Vous l'aurez compris, la clé de voûte de cet avis tient à la réorientation des personnels opérationnels vers leur coeur de métier. Pour cela, il nous faut aussi accélérer le transfert et la suppression des missions périphériques et autres tâches indues qui détournent un nombre encore trop important de policiers et de gendarmes de leurs missions prioritaires. Or il n'a été constaté que peu d'évolution dans ce domaine depuis un an, en particulier concernant la garde statique des bâtiments publics, et surtout la gestion des procurations électorales qui vont être un problème dans l'année à venir. Mon collègue Fabien Matras développera cet aspect, mais il me tient à coeur de vous préciser que des solutions de recours à la sécurité privée pourraient être mises en oeuvre ; nous l'avons évoqué, Alice Thourot et moi-même, dans notre rapport.

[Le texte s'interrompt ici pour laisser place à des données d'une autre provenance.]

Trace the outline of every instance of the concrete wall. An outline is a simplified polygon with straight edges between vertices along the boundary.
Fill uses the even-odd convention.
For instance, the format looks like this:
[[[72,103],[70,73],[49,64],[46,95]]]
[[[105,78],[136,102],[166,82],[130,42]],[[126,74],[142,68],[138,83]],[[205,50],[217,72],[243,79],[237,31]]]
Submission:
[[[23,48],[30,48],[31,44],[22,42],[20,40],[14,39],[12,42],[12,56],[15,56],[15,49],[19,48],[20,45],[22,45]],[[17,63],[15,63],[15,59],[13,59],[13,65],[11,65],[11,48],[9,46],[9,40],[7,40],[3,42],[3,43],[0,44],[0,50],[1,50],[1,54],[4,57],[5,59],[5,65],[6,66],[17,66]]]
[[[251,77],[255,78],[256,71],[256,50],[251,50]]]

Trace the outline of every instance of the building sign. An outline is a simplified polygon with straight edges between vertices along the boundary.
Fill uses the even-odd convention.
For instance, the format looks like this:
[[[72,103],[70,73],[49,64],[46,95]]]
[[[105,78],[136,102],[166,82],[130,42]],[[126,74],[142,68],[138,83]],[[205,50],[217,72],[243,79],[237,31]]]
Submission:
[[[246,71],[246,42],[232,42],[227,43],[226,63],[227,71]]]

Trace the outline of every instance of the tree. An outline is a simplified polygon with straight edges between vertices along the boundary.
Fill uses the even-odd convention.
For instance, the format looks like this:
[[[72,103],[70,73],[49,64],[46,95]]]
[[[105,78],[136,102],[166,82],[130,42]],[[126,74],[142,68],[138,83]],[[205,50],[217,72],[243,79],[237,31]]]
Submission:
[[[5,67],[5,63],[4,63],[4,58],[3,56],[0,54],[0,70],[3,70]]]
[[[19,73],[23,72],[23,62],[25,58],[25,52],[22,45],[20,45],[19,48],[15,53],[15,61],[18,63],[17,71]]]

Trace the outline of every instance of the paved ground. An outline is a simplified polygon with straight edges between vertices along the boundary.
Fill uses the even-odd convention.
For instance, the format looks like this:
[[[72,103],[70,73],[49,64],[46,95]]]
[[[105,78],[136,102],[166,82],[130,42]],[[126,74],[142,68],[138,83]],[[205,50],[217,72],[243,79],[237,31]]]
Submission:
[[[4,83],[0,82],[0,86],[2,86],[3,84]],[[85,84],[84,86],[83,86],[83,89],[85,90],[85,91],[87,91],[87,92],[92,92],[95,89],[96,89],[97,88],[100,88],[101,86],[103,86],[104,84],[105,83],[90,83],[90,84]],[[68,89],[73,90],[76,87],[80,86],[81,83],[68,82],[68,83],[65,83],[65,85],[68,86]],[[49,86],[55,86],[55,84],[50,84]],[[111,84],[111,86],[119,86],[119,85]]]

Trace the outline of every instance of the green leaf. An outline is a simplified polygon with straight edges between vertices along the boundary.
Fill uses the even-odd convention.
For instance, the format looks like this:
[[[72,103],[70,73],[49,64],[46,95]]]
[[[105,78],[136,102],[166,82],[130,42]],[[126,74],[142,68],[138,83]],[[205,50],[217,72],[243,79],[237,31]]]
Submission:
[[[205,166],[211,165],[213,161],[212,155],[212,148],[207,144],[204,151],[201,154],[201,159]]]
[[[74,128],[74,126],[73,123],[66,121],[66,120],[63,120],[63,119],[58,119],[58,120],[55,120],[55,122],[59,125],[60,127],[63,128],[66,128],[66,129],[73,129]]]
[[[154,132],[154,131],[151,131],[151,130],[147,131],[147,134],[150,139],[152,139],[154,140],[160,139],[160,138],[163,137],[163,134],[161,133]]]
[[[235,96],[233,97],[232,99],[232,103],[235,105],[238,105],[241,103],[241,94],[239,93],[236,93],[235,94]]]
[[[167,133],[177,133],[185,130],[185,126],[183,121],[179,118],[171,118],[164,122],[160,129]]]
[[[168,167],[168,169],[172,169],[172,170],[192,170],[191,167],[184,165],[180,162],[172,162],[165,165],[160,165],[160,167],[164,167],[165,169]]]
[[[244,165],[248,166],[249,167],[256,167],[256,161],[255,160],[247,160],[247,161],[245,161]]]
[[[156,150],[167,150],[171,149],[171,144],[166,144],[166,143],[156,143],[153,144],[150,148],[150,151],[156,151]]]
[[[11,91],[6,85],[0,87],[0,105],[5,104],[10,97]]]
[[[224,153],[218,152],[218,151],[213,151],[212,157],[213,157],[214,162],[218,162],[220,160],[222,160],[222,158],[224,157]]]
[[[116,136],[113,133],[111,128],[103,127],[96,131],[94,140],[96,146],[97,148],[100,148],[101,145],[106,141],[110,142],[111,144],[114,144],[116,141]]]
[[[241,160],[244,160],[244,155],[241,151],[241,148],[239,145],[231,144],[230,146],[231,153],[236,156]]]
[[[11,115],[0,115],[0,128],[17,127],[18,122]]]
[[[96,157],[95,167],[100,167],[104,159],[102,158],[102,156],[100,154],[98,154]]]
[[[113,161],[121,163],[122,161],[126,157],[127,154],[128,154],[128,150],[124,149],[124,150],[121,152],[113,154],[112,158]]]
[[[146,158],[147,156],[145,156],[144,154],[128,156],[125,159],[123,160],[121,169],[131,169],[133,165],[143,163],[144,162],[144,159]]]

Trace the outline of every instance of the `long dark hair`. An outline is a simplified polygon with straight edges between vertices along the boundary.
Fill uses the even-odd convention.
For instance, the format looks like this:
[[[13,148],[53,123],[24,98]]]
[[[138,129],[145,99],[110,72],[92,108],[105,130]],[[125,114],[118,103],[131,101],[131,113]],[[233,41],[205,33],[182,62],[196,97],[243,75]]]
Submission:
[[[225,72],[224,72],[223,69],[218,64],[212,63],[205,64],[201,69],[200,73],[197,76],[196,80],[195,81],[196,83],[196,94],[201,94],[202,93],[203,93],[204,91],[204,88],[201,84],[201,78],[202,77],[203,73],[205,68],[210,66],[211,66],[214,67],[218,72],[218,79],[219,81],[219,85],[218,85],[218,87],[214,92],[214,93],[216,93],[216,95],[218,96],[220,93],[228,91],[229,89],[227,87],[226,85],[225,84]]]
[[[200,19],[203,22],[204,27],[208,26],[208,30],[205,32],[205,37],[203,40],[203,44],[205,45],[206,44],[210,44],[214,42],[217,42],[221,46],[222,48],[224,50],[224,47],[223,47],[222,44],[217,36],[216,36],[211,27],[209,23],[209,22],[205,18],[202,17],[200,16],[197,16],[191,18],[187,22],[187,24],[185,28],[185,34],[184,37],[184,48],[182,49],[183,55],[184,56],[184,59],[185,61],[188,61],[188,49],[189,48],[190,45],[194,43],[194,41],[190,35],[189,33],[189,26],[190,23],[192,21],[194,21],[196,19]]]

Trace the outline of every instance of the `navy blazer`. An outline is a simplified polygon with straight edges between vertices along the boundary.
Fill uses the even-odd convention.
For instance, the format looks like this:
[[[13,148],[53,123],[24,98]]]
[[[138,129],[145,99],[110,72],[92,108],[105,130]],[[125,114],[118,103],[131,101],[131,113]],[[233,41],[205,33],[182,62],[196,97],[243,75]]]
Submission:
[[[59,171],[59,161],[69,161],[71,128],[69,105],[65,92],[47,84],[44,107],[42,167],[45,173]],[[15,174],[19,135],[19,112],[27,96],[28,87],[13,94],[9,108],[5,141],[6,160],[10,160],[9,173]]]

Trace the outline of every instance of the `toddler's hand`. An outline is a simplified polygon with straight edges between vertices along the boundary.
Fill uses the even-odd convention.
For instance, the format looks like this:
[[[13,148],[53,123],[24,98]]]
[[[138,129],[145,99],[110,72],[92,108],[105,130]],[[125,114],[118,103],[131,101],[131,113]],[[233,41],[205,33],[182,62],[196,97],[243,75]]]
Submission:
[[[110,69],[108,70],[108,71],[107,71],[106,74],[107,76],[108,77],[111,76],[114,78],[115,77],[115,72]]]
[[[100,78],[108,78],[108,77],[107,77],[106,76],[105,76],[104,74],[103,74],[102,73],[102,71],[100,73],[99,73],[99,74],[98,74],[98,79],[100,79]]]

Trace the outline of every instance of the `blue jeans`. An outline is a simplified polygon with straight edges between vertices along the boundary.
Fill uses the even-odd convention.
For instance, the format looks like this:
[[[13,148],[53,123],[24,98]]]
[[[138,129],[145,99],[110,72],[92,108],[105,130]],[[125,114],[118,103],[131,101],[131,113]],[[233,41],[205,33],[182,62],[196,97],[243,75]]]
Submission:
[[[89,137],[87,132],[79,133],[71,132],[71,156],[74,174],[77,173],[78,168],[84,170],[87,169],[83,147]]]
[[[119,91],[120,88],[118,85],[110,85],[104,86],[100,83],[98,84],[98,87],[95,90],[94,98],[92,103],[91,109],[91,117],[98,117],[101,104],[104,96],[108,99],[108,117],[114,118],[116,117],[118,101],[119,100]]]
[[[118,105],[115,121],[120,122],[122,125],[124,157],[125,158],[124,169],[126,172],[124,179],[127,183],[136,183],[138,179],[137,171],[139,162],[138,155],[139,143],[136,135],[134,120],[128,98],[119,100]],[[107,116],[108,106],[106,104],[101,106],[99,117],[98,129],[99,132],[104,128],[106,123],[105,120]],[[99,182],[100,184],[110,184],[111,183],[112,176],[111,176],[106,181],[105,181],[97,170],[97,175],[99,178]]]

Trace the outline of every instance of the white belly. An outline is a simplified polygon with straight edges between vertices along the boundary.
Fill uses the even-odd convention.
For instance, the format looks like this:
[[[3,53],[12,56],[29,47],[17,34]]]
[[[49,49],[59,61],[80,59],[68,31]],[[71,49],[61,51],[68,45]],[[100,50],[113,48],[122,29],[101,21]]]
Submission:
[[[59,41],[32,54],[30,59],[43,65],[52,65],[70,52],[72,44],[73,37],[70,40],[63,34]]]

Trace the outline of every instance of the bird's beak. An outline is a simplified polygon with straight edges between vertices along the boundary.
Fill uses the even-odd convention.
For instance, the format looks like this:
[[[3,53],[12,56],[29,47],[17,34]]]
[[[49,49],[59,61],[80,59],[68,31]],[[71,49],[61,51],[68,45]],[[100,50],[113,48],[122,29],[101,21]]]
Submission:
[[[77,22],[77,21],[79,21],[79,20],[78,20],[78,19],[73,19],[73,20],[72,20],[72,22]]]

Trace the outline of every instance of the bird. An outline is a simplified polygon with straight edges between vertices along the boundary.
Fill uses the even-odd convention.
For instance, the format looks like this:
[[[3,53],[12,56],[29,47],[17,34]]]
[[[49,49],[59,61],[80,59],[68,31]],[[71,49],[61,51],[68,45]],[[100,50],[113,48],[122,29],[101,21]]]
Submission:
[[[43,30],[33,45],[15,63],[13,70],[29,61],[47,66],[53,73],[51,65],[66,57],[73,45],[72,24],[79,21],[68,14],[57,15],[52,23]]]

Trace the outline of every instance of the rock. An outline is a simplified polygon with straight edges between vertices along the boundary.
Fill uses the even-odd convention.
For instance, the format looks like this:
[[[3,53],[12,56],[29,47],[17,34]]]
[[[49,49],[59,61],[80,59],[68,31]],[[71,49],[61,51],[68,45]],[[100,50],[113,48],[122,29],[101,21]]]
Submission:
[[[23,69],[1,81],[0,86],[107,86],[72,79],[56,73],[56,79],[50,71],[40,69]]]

Par ailleurs, la substitution de personnels administratifs, techniques et scientifiques aux personnels actifs doit se poursuivre sur les fonctions support afin de libérer des personnels actifs pour les missions opérationnelles. L'objectif du plan de substitution de personnels administratifs aux personnels des corps actifs sur les fonctions de soutien est par ailleurs reconduit en 2019. Le rythme de 500 pour la police nationale et de 300 pour la gendarmerie nationale, chaque année, jusqu'à la fin du quinquennat, se heurte à un problème de recrutement, en particulier sur la région parisienne, ce que le préfet de police a soulevé lors des auditions. Le cas échéant, monsieur le ministre, quels recrutements d'agents administratifs envisagez-vous spécifiquement en région parisienne ?

Le rapporteur pour avis se félicite de la trajectoire très favorable du budget actuel des forces de police et de gendarmerie nationales. Il demeure cependant persuadé que les quelques pistes de réforme soulevées ici seront de nature à favoriser la cohésion opérationnelle des diverses forces de sécurité intérieure et à dégager, à budget constant, de très nombreux équivalents temps plein travaillé (ETPT) qui pourront utilement renforcer la police de sécurité du quotidien, projet majeur du quinquennat dans le domaine de la sécurité.